AWK/GREP – Print Every Line with Match if Column Matches Another File

awkgrep

I’m taking two input files, one with certain ID numbers, and another with a large list of ID numbers and additional columns. The latter file contains multiple lines for each ID number and I need to extract all lines that match an ID from the first file. Those lines then must be printed in a new file.

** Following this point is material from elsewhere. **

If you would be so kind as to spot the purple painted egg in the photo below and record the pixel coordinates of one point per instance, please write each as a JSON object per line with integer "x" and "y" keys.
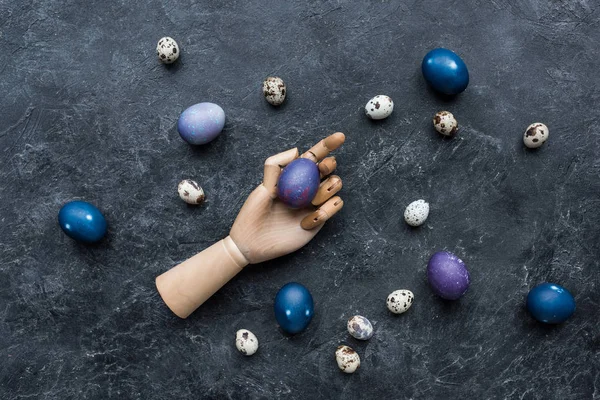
{"x": 201, "y": 123}
{"x": 448, "y": 275}
{"x": 298, "y": 183}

Edit 1: Replaced sample files with excerpts from actual

Edit 2: Removed extra spaces that were in excerpt, but not actual file. Files likely need to be sanitized in some way, but how is unclear.

file1:

AT1G56430
AT3G55190
AT3G22880

file2:

AT1G01010|GO:0043090|RCA
AT1G56430|GO:0010233|IGI 
AT1G56430|GO:0009555|IGI 
AT1G56430|GO:0030418|IGI

expected output

AT1G56430|GO:0010233|IGI 
AT1G56430|GO:0009555|IGI 
AT1G56430|GO:0030418|IGI

[ file1ss [ file2ss

I have tried:

awk -F'|' 'NR==FNR{c[$1$2]++;next};c[$1$2] > 0' file1 file2 > output.txt

and:

grep -Ff file2 file1 > output.txt

I’m aware that there are many somewhat similar questions posted in these forums and others. However, these don’t mention how the output is handled… nor do they mention duplicates. I’ve tried solutions from 4 of them, have been messing with this for many hours and keep getting the same problem: a blank output file.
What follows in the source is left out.